Thanks for your help!
- The Media Guru Answers(Monday, June 29, 1998 ):
There are pros and cons to either. An ROS schedule should cost less per spot and per GRP. It should also develop better reach.
A fixed time lets you pick your environment, but you may not have any particular prefernces, so that can be an illusory advantage. Over the course of an ROS schedule, ROS should get the network's average rating as the
schedule's average rating, or a better one if that's what you negotiate. Picking fixed positions will not likely give any advantage over that.
The greatest remaining benefit of fixed positions is being able to tell the client to listen for his spot at a specific time. However, even with an ROS schedule, the network should be able to give you a scheduled times a day or two before they air.

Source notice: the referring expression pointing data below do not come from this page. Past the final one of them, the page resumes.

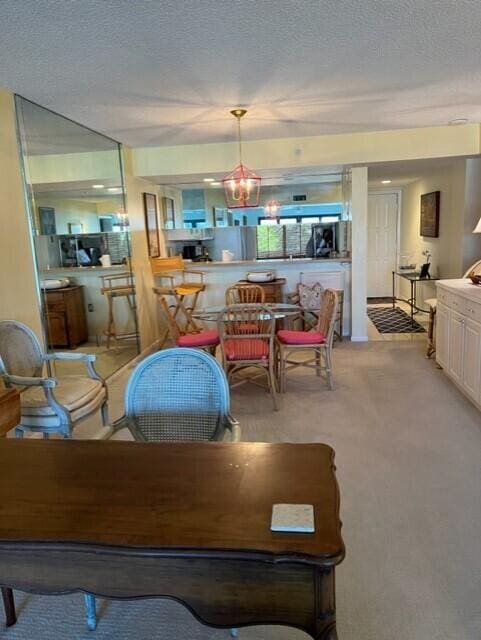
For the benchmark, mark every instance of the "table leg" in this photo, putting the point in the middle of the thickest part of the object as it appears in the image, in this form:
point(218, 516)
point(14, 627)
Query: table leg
point(9, 606)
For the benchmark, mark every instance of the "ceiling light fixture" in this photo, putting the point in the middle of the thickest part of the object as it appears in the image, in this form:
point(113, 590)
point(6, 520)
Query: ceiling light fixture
point(241, 186)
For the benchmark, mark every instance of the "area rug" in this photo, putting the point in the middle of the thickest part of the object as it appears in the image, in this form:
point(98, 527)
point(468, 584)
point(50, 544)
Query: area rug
point(389, 320)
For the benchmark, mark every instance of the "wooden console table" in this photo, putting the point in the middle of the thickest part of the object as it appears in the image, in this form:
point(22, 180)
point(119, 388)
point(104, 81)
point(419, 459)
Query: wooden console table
point(189, 521)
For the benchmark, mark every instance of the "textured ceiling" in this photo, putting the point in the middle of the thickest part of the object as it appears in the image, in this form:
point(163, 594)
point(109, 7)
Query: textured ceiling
point(166, 73)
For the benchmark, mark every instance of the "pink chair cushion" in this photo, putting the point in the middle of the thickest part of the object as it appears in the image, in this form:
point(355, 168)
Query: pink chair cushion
point(248, 349)
point(202, 339)
point(300, 337)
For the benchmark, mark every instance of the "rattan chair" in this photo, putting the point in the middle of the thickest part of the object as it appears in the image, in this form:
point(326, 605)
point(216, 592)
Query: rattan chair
point(178, 395)
point(247, 339)
point(49, 405)
point(320, 341)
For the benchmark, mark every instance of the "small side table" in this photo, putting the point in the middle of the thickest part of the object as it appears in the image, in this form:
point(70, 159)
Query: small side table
point(274, 289)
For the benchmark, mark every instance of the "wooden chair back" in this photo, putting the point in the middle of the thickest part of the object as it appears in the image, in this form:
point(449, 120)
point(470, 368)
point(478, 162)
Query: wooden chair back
point(166, 265)
point(245, 293)
point(328, 314)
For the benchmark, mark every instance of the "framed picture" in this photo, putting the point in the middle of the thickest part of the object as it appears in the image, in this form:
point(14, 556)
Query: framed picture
point(152, 224)
point(169, 213)
point(430, 214)
point(46, 216)
point(75, 227)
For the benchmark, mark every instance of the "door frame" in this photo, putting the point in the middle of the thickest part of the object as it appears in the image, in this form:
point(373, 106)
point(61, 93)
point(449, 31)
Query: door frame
point(398, 192)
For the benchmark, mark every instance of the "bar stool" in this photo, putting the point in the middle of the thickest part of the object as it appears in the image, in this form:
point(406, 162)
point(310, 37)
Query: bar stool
point(113, 287)
point(177, 296)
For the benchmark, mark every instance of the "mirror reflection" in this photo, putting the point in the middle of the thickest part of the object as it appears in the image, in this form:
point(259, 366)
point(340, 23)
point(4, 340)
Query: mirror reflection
point(81, 238)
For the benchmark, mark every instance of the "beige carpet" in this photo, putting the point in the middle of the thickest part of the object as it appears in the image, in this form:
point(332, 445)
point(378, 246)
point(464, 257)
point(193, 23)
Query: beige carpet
point(408, 452)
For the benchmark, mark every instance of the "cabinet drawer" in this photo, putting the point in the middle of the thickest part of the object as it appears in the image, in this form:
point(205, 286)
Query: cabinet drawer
point(457, 303)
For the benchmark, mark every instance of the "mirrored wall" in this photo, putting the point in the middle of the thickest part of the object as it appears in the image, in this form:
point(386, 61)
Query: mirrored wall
point(81, 238)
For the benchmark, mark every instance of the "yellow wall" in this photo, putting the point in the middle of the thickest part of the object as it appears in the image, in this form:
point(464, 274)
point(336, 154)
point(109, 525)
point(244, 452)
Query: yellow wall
point(332, 150)
point(18, 290)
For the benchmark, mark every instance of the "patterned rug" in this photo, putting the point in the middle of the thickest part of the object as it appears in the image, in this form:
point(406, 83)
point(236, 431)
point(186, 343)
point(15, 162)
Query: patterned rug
point(389, 320)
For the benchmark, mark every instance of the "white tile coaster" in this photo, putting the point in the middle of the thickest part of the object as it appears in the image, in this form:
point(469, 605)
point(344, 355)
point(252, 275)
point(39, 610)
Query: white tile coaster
point(293, 518)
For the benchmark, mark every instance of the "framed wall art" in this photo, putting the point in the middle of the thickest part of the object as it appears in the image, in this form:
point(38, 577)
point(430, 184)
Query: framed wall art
point(169, 213)
point(429, 226)
point(152, 224)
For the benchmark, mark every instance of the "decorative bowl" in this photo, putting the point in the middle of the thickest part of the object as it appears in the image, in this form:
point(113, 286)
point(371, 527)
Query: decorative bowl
point(261, 276)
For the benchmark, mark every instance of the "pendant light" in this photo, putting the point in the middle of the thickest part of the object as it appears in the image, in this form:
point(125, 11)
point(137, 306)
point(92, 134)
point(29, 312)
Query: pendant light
point(241, 186)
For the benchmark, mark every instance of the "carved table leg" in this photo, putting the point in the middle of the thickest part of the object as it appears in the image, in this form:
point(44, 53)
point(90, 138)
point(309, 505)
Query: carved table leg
point(9, 606)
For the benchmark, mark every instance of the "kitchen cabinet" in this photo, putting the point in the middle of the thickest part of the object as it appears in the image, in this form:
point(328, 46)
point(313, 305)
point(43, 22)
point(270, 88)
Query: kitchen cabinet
point(458, 336)
point(66, 322)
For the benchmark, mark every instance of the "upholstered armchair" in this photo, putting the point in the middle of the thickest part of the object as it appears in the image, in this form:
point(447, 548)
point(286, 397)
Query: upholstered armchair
point(49, 405)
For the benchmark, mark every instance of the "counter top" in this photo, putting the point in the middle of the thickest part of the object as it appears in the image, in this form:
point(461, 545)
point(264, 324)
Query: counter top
point(461, 286)
point(266, 263)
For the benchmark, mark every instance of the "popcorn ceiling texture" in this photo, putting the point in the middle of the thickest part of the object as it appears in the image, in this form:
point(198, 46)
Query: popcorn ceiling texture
point(166, 73)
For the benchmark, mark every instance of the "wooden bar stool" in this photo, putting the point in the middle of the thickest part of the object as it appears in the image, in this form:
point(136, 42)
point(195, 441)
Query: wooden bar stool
point(177, 296)
point(113, 287)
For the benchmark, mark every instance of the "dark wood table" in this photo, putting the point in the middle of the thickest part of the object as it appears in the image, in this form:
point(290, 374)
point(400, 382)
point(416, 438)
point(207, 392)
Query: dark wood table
point(186, 521)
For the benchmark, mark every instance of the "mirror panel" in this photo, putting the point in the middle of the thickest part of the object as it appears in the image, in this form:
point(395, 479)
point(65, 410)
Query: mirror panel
point(81, 237)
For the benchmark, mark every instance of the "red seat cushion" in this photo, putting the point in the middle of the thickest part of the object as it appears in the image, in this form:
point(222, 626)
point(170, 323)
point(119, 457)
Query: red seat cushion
point(300, 337)
point(202, 339)
point(248, 349)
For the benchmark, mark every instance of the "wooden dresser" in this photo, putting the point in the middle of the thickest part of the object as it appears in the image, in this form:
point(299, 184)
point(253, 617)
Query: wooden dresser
point(273, 290)
point(67, 325)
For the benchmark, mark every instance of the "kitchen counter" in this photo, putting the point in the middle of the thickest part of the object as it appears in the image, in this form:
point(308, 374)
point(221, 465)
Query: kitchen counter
point(266, 263)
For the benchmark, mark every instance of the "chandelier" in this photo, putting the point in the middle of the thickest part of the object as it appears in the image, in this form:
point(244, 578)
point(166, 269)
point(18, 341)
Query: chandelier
point(241, 186)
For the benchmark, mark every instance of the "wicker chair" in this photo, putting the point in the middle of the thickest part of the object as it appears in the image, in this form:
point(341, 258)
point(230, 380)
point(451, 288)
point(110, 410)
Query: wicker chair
point(247, 339)
point(178, 395)
point(320, 340)
point(49, 405)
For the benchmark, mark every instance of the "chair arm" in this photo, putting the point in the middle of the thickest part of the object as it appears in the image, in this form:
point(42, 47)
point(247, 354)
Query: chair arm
point(88, 358)
point(234, 427)
point(25, 381)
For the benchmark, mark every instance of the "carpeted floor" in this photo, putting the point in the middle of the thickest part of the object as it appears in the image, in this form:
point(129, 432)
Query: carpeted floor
point(408, 455)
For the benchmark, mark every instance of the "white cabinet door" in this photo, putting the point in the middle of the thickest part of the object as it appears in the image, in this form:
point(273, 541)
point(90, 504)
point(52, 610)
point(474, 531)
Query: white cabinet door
point(471, 358)
point(442, 335)
point(456, 350)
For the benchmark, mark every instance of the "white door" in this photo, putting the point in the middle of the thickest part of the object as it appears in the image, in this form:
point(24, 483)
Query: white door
point(471, 360)
point(381, 243)
point(456, 346)
point(442, 335)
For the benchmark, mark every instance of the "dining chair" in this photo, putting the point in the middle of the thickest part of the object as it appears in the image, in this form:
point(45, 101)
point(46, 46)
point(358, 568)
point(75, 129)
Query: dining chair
point(247, 334)
point(49, 405)
point(320, 341)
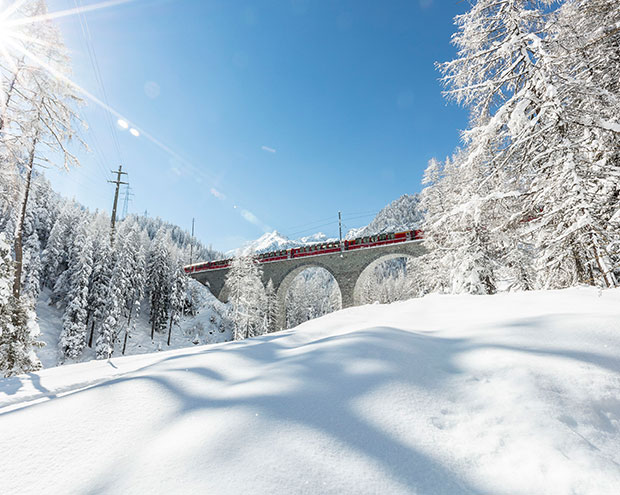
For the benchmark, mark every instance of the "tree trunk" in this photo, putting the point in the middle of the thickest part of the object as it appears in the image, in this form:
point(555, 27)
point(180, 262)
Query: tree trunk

- Friday, May 29, 1998 #1616
I really appreciate this section of your web site. It is
a great idea!
I deal with network radio. We produce 2-minute radio
vignettes for advertisers. Each vignette includes sixty-
seconds of entertaining new content that relates to the
advertiser's product and sixty-seconds for their commercial.
The content of each feature is designed to help to sell
When trying to determine the CPP for a 2-minute vignette
like ours, would you consider the vignette to be a 2-minute
commercial (two :60s) or would you consider each vignette
to only contain one sixty-second commercial?
- The Media Guru Answers(Tuesday, June 02, 1998 ):
CPP is a simple calculation. Divide cost by rating. Length is not a factor. Sometimes buyers will create a special cpm adjustment based on length to compare different units.
If your content is a message about the specific product, you could count the whole 120 seconds. This makes no difference, except in the buyer's special case, mentioned above. Or, you can treat it as two :60's, which does make a difference, because the cost is then divided between the two commercials.
If, on the other hand, it is just related content, such as the history of shoe shines, to accompany a shoe polish commercial, then it is just a supportive environment, and not typically counted as a commercial message.